July 4, 2008
REVIEW: CHASING DARKNESS by Robert Crais
If you've never read any of Crais's Elvis Cole books, I sincerely pity you. If you are already a fan, go get this book right now. Put simply, Crais is writing at the top of his game: Evocative prose, 3D characters, tight plot.
I dislike writing synopses; there's a fine line between a simple description of the plot and just giving away the story. To put it in a nutshell, Elvis must retrace a murder investigation he handled three years earlier. Elvis's work resulted in freeing a man who apparently went on to commit two more brutal murders. His confidence rattled, choking on guilt, Elvis does what he does better than anyone: Detect. And therein lies the story. Collecting pieces of the puzzle is almost more fun than solving the puzzle, and in CHASING DARKNESS Elvis Cole gives a master class in the fine art, as well as the science, of being a private detective.
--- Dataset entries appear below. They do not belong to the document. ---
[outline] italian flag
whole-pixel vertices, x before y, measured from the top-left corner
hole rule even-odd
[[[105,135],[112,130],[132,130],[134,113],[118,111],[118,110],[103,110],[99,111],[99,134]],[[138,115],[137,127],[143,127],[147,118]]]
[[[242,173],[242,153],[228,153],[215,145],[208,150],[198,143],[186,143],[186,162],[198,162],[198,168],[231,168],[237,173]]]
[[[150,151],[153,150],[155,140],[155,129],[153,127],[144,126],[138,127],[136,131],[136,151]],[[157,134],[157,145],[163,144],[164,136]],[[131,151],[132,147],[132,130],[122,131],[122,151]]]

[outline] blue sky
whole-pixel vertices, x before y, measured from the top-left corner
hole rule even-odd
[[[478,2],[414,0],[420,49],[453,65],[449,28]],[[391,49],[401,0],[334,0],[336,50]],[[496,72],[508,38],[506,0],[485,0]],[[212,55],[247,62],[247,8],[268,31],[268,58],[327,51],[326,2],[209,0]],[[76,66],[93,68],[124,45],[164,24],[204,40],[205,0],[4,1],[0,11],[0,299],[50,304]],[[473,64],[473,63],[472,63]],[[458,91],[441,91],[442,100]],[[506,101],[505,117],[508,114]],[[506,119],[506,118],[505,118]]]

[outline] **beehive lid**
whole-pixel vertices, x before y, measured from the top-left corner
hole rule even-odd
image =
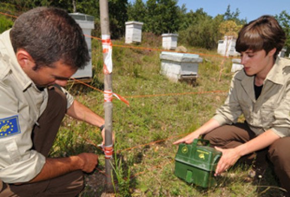
[[[167,51],[162,51],[162,52],[161,52],[160,59],[178,62],[202,62],[202,58],[199,57],[198,54],[175,53]]]
[[[94,20],[93,16],[82,13],[69,13],[68,15],[76,20],[94,21]]]

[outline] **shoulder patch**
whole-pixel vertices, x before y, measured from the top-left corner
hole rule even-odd
[[[20,133],[18,116],[0,119],[0,138]]]

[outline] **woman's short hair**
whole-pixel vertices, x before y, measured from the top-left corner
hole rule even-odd
[[[272,16],[262,16],[245,25],[239,33],[236,50],[239,52],[248,49],[258,51],[264,49],[267,54],[276,48],[274,58],[285,43],[285,33]]]

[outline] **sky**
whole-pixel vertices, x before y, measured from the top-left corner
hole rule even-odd
[[[279,15],[285,10],[290,14],[290,0],[178,0],[178,5],[185,5],[187,12],[203,8],[203,11],[213,17],[224,14],[228,6],[231,6],[231,12],[235,12],[238,8],[240,12],[240,19],[247,19],[247,22],[267,14]]]

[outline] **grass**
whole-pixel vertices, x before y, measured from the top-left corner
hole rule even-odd
[[[148,41],[142,46],[158,48],[153,45],[154,43],[161,46],[160,38],[149,35],[147,39],[142,39]],[[123,40],[113,43],[123,43]],[[92,49],[94,75],[92,84],[102,89],[102,54],[99,41],[93,41]],[[231,59],[226,59],[224,64],[223,58],[217,57],[214,51],[192,48],[188,50],[206,54],[201,56],[203,61],[199,64],[195,85],[175,83],[160,75],[160,52],[113,47],[113,91],[130,102],[128,107],[117,100],[113,101],[113,130],[116,136],[113,162],[115,195],[276,196],[280,190],[277,187],[279,185],[271,169],[267,171],[266,178],[255,183],[245,181],[249,168],[238,166],[218,177],[218,186],[209,189],[188,184],[174,175],[177,146],[173,145],[172,142],[181,135],[194,131],[213,116],[227,96],[232,76]],[[67,87],[79,101],[103,116],[101,93],[81,84]],[[215,90],[223,91],[208,92]],[[178,94],[185,92],[188,93]],[[161,95],[163,94],[165,95]],[[133,97],[139,95],[152,96]],[[100,143],[99,129],[66,117],[51,155],[94,152],[100,155],[98,169],[104,170],[104,155],[93,144]],[[156,141],[159,141],[150,144]],[[105,190],[104,176],[98,170],[86,176],[87,186],[80,196],[101,196]],[[128,177],[129,180],[126,179]]]

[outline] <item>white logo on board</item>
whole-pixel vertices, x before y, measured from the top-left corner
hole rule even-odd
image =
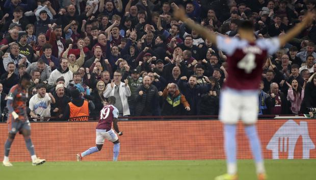
[[[287,152],[287,159],[293,159],[300,136],[303,140],[302,159],[309,159],[309,150],[314,149],[315,145],[309,137],[306,121],[300,121],[300,125],[292,119],[286,121],[273,135],[267,145],[267,149],[272,151],[273,159],[279,159],[279,152]]]

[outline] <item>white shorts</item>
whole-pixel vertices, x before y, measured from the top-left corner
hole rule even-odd
[[[118,139],[116,133],[112,129],[109,131],[106,131],[105,130],[96,130],[96,144],[103,144],[105,139],[107,139],[111,142],[115,142]]]
[[[259,107],[257,91],[227,88],[221,92],[220,96],[221,121],[225,124],[236,124],[240,119],[247,124],[256,123]]]

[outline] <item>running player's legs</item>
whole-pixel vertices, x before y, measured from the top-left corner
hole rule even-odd
[[[13,119],[13,117],[9,116],[9,120],[10,123],[9,124],[9,136],[8,139],[6,141],[5,144],[5,160],[8,160],[9,154],[10,153],[10,149],[11,148],[11,145],[13,142],[15,135],[19,131],[22,126],[21,122],[15,122]]]
[[[260,141],[257,134],[255,123],[258,118],[258,98],[256,92],[249,93],[244,98],[242,111],[242,120],[245,125],[245,131],[248,138],[251,151],[258,175],[265,173]]]
[[[104,138],[103,137],[103,134],[105,132],[102,132],[102,130],[97,130],[96,131],[96,138],[95,138],[95,145],[94,147],[91,147],[87,149],[85,151],[78,153],[76,155],[77,161],[80,161],[82,158],[86,156],[91,155],[93,153],[97,152],[101,150],[103,144],[104,142]]]
[[[34,152],[34,146],[31,139],[31,124],[28,120],[22,123],[21,130],[19,131],[23,135],[27,148],[31,154],[32,160],[36,159],[35,157],[35,152]]]
[[[117,158],[118,158],[118,155],[120,152],[120,144],[117,135],[114,132],[113,130],[111,129],[111,130],[104,133],[103,136],[105,139],[107,139],[114,144],[113,146],[113,161],[117,161]]]

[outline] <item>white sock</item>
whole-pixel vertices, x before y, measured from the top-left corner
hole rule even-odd
[[[227,163],[227,173],[230,175],[234,175],[237,173],[236,163]]]
[[[265,165],[263,162],[256,163],[256,169],[257,174],[266,172]]]
[[[37,159],[37,157],[36,157],[36,155],[32,155],[31,156],[31,158],[32,158],[32,161],[35,161],[36,159]]]

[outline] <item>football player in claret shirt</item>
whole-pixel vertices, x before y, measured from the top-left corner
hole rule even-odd
[[[280,47],[298,35],[309,23],[314,14],[308,12],[301,23],[287,34],[279,38],[256,40],[253,23],[242,22],[239,27],[240,38],[217,35],[188,19],[184,10],[175,8],[174,16],[194,28],[201,36],[207,38],[219,49],[228,55],[228,77],[221,93],[219,118],[224,124],[224,145],[227,173],[216,177],[216,180],[237,179],[236,158],[236,124],[240,119],[245,130],[255,160],[258,179],[266,179],[261,146],[255,124],[258,115],[258,87],[261,79],[262,66],[268,54],[276,52]],[[255,106],[254,105],[257,105]]]
[[[109,105],[104,106],[100,111],[100,120],[96,127],[96,138],[95,146],[89,148],[83,153],[77,154],[77,161],[81,161],[82,158],[101,150],[104,139],[107,139],[114,144],[113,146],[113,161],[117,161],[120,152],[120,141],[117,135],[111,128],[112,122],[113,128],[119,136],[123,135],[123,133],[119,130],[117,125],[117,117],[119,112],[113,106],[115,104],[115,97],[110,96],[108,99]]]
[[[5,166],[12,166],[9,161],[9,153],[17,133],[24,137],[28,150],[30,151],[33,165],[45,163],[45,160],[38,158],[34,152],[34,146],[31,139],[31,124],[27,114],[28,87],[30,85],[31,76],[25,73],[18,84],[13,86],[9,92],[7,107],[9,110],[9,137],[5,144],[5,158],[3,164]]]

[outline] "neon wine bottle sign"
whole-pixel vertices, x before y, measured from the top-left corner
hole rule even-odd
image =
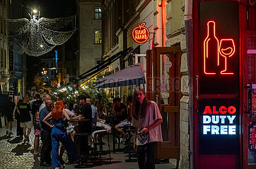
[[[138,44],[144,44],[149,39],[149,30],[145,25],[146,23],[142,23],[132,30],[132,38]]]
[[[216,36],[215,22],[207,23],[207,36],[204,41],[204,71],[206,75],[233,75],[228,68],[228,61],[235,54],[232,39],[221,39]],[[220,58],[220,54],[223,58]]]

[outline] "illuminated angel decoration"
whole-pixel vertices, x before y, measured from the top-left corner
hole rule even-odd
[[[39,56],[65,43],[76,31],[76,18],[7,19],[8,40],[14,51]]]

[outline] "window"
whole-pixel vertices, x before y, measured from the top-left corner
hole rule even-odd
[[[100,62],[101,62],[101,59],[100,59],[100,58],[96,58],[95,60],[96,60],[96,65],[98,65],[98,64],[100,63]]]
[[[101,9],[100,8],[94,8],[95,19],[101,19]]]
[[[102,32],[101,30],[95,31],[95,44],[102,44]]]

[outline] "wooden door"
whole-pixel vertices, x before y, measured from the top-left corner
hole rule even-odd
[[[163,116],[163,142],[157,158],[180,158],[180,47],[154,47],[147,51],[146,91]]]

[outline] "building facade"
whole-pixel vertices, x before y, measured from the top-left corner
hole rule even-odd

Cole's friend and partner, Joe Pike, lends a hand as needed. Pike is one of those unusual characters where less is more, and Crais is well aware of that. If Pike even speaks a single line of dialogue it is to say more than any other character at hand. Just his physical presence carries an impact and alters the dynamics of any scene.
If you've not read Crais before, I don't recommend beginning with this book. Yes, the story does stand entirely on its own, but the fact is that as good as the characterization is here it will be all the richer if you go back and begin with earlier books in the series. And a book this good should certainly be given all the advantages.